Oil and gas emissions cap an important element of Canada’s economic future

Pembina Institute argues the Canadian oil and gas sector has options must invest in long-promised corporate emissions reduction projects without delay. Greenpeace photo by Jiri Rezac.

According to the most recent data, as of 2022, the oil and gas sector was responsible for 217 million tonnes of carbon dioxide equivalent – or 30.6 per cent of Canada’s overall emissions – annually.

This makes the oil and gas industry the single largest source of emissions in Canada, with the oil sands sub-sector alone being responsible for 87 million tonnes, or 12 per cent of Canada’s overall emissions.

“The need to regulate oil and gas emissions is supported by clear evidence,” said Janetta McKenzie, manager of Oil and Gas with the Pembina Institute.

She adds “While other economic sectors, and everyday Canadians, have taken steps to reduce their emissions in recent years, emissions from oil and gas production have continued to grow.”

While most sector emissions have declined or remained flat since 2005, the oil and gas sector has seen the largest increase, at 11 per cent.  As the below figure shows, this increase has been driven by the oil sands – where highly carbon intensive bitumen production has increased, but has not been accompanied by substantive efforts that would reduce absolute emissions.

Oil and gas sector emissions changeMcKenzie says annual emissions from the oil sands have grown by over 50 million tonnes, an increase of 142 per cent, since 2005.  Pembina Institute research has also found that efforts to reduce emissions intensity in the oil sands (amount of carbon dioxide equivalent per barrel) have stagnated and begun to reverse, rising by one per cent since 2018.

Since 2005, all other oil and gas sub-sectors have made progress to reduce emissions. Some of these reductions can likely be attributed to the successful implementation of federal and provincial methane regulations, which have had a greater impact on emissions from conventional oil and gas production, given the scope for methane abatement in those sub-sectors.

“Some of those who oppose this regulation have sought to present this issue as a mutually exclusive choice between economic prosperity in Canada, and the fight against climate change,” said McKenzie. “But as our analysis has shown, companies can meet this cap through technological solutions while still growing their production. As the Government of Canada has shown today in its modelling, by 2032 there is a minimal impact to Canada’s GDP as a result of this cap.
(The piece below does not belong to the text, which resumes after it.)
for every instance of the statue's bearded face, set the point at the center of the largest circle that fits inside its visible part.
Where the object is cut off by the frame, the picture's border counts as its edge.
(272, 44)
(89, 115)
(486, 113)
In June 2024, the Government of Canada finalized and passed into law its Carbon Capture Utilization and Storage Investment Tax Credit (CCUS ITC), which covers 50 per cent of companies’ eligible expenses for capture equipment and 37.5 per cent of eligible expenses for transportation and storage equipment — so long as those expenses are incurred before the end of 2030.
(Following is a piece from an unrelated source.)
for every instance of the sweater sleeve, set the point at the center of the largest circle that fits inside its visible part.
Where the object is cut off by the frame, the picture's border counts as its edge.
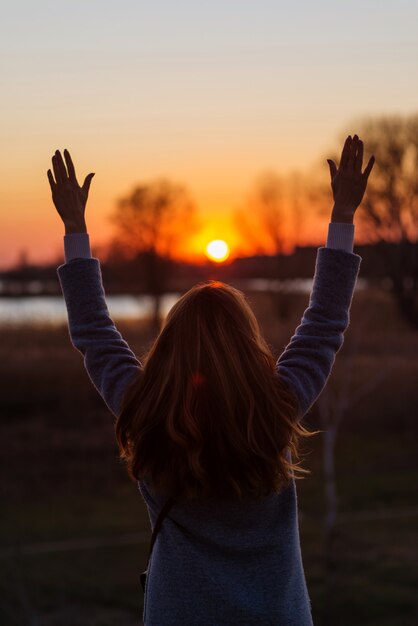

“But all of this depends on companies, particularly in the oil sands, being willing to invest in the emissions reduction technologies that are available to them,” said McKenzie.
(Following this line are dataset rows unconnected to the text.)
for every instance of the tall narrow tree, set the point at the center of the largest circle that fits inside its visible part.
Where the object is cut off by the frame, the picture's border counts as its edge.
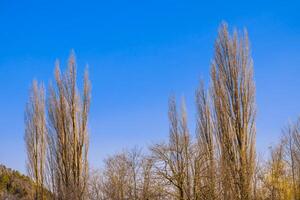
(68, 133)
(35, 138)
(233, 95)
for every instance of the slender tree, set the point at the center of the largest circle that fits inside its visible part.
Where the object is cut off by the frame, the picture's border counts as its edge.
(233, 95)
(206, 163)
(68, 134)
(35, 138)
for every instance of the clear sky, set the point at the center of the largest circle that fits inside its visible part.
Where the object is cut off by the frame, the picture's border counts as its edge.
(140, 52)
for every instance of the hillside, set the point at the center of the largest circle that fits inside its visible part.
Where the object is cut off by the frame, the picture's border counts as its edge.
(14, 185)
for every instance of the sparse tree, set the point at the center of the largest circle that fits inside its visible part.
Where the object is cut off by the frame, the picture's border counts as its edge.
(233, 95)
(35, 138)
(68, 134)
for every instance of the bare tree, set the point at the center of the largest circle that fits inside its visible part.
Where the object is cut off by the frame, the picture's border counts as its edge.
(172, 160)
(35, 138)
(68, 134)
(206, 159)
(233, 95)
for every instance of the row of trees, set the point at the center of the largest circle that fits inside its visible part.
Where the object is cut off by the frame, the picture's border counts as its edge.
(218, 162)
(56, 136)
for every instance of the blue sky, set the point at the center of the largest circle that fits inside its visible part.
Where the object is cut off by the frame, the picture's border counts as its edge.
(140, 52)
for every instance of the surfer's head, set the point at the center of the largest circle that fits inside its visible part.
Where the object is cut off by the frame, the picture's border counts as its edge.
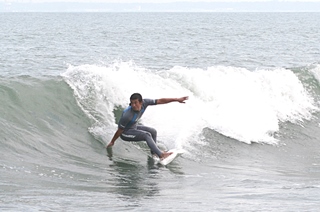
(136, 101)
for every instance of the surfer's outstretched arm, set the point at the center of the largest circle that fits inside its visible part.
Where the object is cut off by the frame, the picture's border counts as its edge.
(115, 137)
(168, 100)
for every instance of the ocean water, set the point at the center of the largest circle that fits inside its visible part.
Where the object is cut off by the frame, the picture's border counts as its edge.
(250, 128)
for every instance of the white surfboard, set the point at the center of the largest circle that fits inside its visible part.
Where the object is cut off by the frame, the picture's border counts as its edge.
(170, 158)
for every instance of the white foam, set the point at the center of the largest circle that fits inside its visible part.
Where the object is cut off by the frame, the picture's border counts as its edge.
(236, 102)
“While we have now witnessed several years of promises and pledges from the oil sands sector to decarbonize its operations, it is still the case that the companies are reluctant to move ahead with projects unless they can be assured of a profitable return on their investments.”

Pembina commends the Government of Canada for consulting with a wide range of stakeholders – including the oil and gas sector, and the oil sands companies – as it has sought to create a regulation that can put the oil and gas industry on a path to play a role in Canada’s low-carbon economy of the 2030s and beyond.

According to Pembina, reducing emissions from Canada’s oil and gas production means investing in innovation, skills and technologies to reduce those emissions.  This will be a source of prosperity and job creation in provinces like Alberta.

“Although the Government of Alberta and industry groups have in the last few weeks repeatedly cited third-party studies modelling the hypothetical impacts of the emissions cap on the province’s economy, Pembina Institute analysis has found that these studies hinge on the assumption that the industry chooses to take very little meaningful action to reduce emissions, and therefore has no choice but to limit production in the future when the cap actually comes into effect,” said McKenzie.

“This is misleading for Canadians. The oil and gas sector has options available to it to future-proof its operations and continue to make an important contribution to Canada’s future economy – but to do so, it must invest in long-promised corporate emissions reduction projects without delay.”